Cast: Alex Sharp, Gillian Anderson, David Strathairn
Director: Ryan Eslinger
85 minutes (12) 2018
Sony DVD Region 2
Review by Steven Hampton
Unfortunately, in today’s America of Trump-led ignorance, and opposition to rationality and intellectual proficiency, any SF drama that begins with a science lesson, particularly one that involves physics or maths, is asking for trouble. Recent changes to traditions in cinema indicate that details like equations are usually off-putting to all but hardcore genre fans. I don’t want to seem elitist, but a movie like UFO calls for viewers willing to accept a certain degree of scientific rigour that simply does not look particularly dramatic unless the savvy importance of it is grasped in relation to the level of understanding by the story’s educated characters.

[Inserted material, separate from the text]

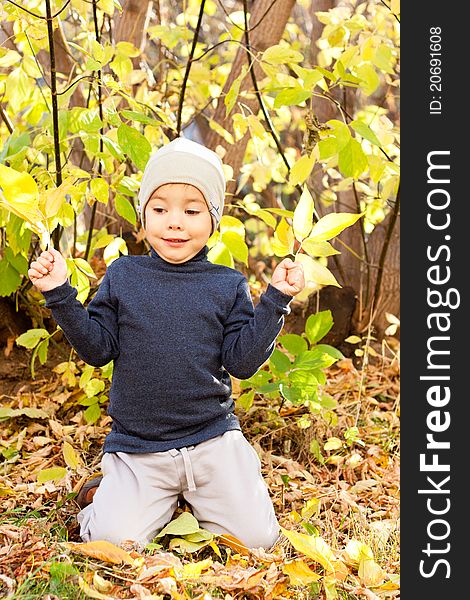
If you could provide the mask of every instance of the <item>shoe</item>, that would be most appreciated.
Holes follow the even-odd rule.
[[[95,495],[95,492],[98,489],[102,480],[103,476],[100,475],[98,477],[92,477],[92,479],[85,481],[80,491],[78,492],[77,497],[75,498],[75,502],[80,508],[83,509],[93,502],[93,496]]]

However, in this case, if you can stick with the ambitious movie's puzzle solving aspects, the emotional pay-off is quite worthwhile, as UFO is a rewarding tale of one young man’s perseverance against overwhelming odds. Derek (Alex Sharp) is a university student who investigates news reports about a flying saucer, and uncovers a government conspiracy. A mystery surrounds the sighting above an airport. Was the object in sky really an extra-terrestrial spacecraft, or just a rogue drone that was, perhaps, under the remote control of potential terrorists?
Critical analysis and perspective views are vital to determine the difference between the UFO’s apparent and actual size, and Derek’s innate curiosity soon becomes an intense obsession, with a determination to find the truth about a suspicious removal of air-traffic data from public records and the source of an official gagging-order to silence airport staff.
Thankfully, in addition to championing the young hero’s quest, Ryan Eslinger’s intriguing movie wisely includes big stars like Gillian Anderson, as a professor, and David Straithern - playing an FBI investigator, to deliver salient points about scientific complexity in their varied but characteristic roles as cynical but nonetheless compassionate supporting roles.
Derek appears to be a survivor of a close encounter with aliens in his childhood. Now he is clearly suffering a primary fixation with UFOlogy in this adolescent crisis. Inspiration can be a challenge, whether sought after, or not, and Derek’s confrontations with official or academic authorities plays out in a similar fashion to the young upstart in Dark Matter (2007), who disputes conventional thinking about natural science. When obsessive Derek tackles government agents, UFO generates a tangential relevance to earth-shaking teen dramas like WarGames (1983).